The job generates a named output called score where all the generated files are placed. Since you wrote into the directory directly, one file per each input file, then you can expect to have the same number of files. In this particular example, name the output files the same as the inputs, but they have a parquet extension.


Notice that a file predictions.csv is also included in the output folder. This file contains the summary of the processed files.

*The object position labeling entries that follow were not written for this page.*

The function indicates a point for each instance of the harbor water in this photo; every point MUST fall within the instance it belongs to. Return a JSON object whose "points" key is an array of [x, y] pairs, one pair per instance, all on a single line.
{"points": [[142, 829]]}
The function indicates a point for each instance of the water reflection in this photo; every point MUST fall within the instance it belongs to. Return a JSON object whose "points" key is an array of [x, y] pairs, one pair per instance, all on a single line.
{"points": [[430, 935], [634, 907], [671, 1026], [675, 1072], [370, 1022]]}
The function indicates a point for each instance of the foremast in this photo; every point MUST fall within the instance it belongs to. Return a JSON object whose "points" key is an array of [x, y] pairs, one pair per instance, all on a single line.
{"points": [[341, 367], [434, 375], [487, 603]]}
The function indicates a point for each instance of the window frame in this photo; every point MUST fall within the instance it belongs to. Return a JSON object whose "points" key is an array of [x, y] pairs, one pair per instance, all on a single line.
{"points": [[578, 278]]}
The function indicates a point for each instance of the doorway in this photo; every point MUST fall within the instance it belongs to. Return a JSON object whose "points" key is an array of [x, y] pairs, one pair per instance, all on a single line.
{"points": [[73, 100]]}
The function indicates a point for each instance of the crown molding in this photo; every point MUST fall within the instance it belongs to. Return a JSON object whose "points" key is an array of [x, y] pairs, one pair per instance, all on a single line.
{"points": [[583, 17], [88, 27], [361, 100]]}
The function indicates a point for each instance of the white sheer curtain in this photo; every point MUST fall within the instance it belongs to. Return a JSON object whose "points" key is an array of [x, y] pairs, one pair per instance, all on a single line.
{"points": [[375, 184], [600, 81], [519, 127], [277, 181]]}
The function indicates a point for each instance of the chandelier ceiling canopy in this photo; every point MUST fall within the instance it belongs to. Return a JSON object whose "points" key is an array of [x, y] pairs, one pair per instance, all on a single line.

You can download the results of the job by using the job name:

To download the predictions, use the following command:

az ml job download --name $JOB_NAME --output-name score --download-path ./

Once the file is downloaded, you can open it using your favorite tool. The following example loads the predictions using Pandas dataframe.

import pandas as pd
import glob

output_files = glob.glob("named-outputs/score/*.parquet")
score = pd.concat((pd.read_parquet(f) for f in output_files))

The output looks as follows:

age sex ... thal prediction
63 1 ... fixed 0
67 1 ... normal 1
67 1 ... reversible 0
37 1 ... normal 0

Clean up resources

Run the following code to delete the batch endpoint and all the underlying deployments. Batch scoring jobs aren't deleted.